Des dispositifs existent, et il est essentiel de renforcer leur accessibilité et leur efficacité. C'est dans ce contexte qu'a été adoptée la loi du 13 juin 2024, qui vise à améliorer la protection des victimes de violences intrafamiliales mais dont le décret d'application demeure malheureusement en attente de publication. J'insiste sur l'urgence de le publier, pour ne pas retarder davantage la mise en œuvre de ces mesures.

Il y a un an, la Ciivise a formulé quatre-vingt-deux recommandations appelant à des actions judiciaires plus adaptées, mais aussi à des mesures de prévention, de formation et d'accompagnement. Je tiens à cet égard à saluer le travail remarquable de son ancien coprésident, le juge Édouard Durand, et son investissement constant. Il incarnait une figure d'espoir pour les 160 000 enfants qui subissent chaque année des violences sexuelles. Je le rappelle, il y a une victime toutes les trois minutes ! Face à ces chiffres terrifiants, je salue l'initiative du groupe RDSE et de sa présidente, ainsi que les travaux de la rapporteure.

Pour autant, si la proposition de loi que nous avons examinée aujourd'hui est évidemment intéressante, elle demeure insuffisante. Les initiatives s'accumulent et les textes se superposent ; nous devons veiller à leur cohérence.

La méthode du pas à pas ne suffit plus. Le Gouvernement doit se saisir des recommandations de la Ciivise et travailler avec le Parlement pour bâtir un système de protection pleinement opérationnel contre les violences sexuelles. (Applaudissements sur les travées des groupes UC et RDSE. – M. Xavier Iacovelli et Mme Laure Darcos applaudissent également.)

Mme la présidente. Personne ne demande plus la parole ?...

Je mets aux voix l'ensemble de la proposition de loi, modifiée, dont le Sénat a ainsi rédigé l'intitulé : proposition de loi renforçant la protection judiciaire de l'enfant victime de violences intrafamiliales.

(La proposition de loi est adoptée.) – (Applaudissements sur les travées des groupes RDSE et UC. – Mme Laure Darcos applaudit également.)

Mme la présidente. La séance est suspendue.

(La séance, suspendue à dix-huit heures trente-cinq, est reprise à dix-huit heures trente-sept.)

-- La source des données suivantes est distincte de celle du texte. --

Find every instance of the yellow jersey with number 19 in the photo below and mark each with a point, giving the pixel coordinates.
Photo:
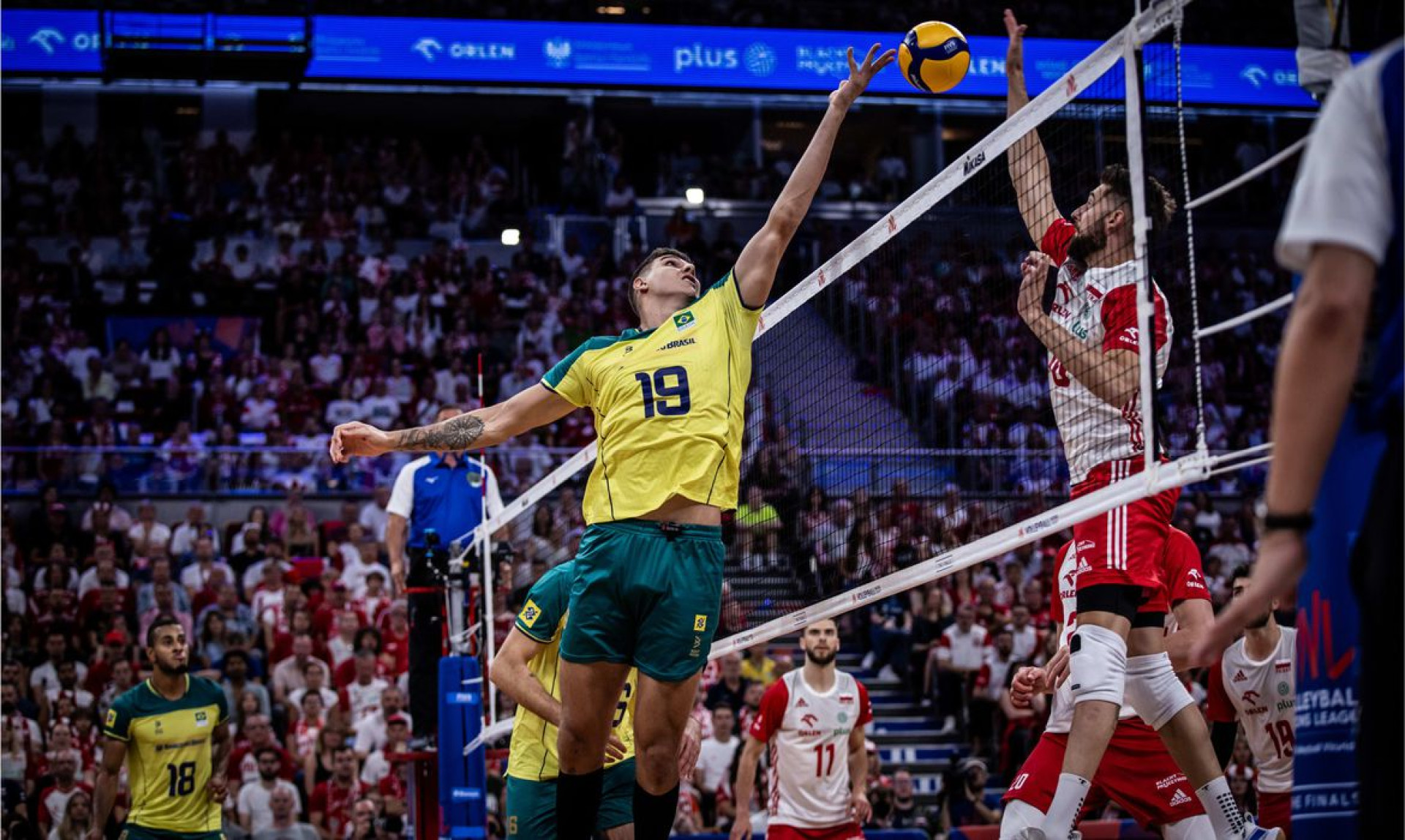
(667, 403)
(169, 753)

Mme la présidente. La séance est reprise.

5

Paiement en espèces

Rejet d'une proposition de loi

Mme la présidente. L'ordre du jour appelle la discussion, à la demande du groupe du Rassemblement Démocratique et Social Européen, de la proposition de loi visant à limiter le paiement en espèces, présentée par M. Christian Bilhac et plusieurs de ses collègues (proposition n° 628 [2023-2024], résultat des travaux n° 121, rapport n° 120).

Discussion générale

Mme la présidente. Dans la discussion générale, la parole est à M. Christian Bilhac, auteur de la proposition de loi. (Applaudissements sur les travées du groupe RDSE.)

M. Christian Bilhac, auteur de la proposition de loi. Madame la présidente, madame la secrétaire d'État, mes chers collègues, est-il normal que, dans notre République, les malfrats bénéficient de droits auxquels n'ont pas accès les honnêtes citoyens ? Pour moi, la réponse à cette question est : non ! Tel est l'objet de la proposition de loi que j'ai l'honneur de vous présenter, et qui vise à lutter principalement contre le blanchiment des espèces.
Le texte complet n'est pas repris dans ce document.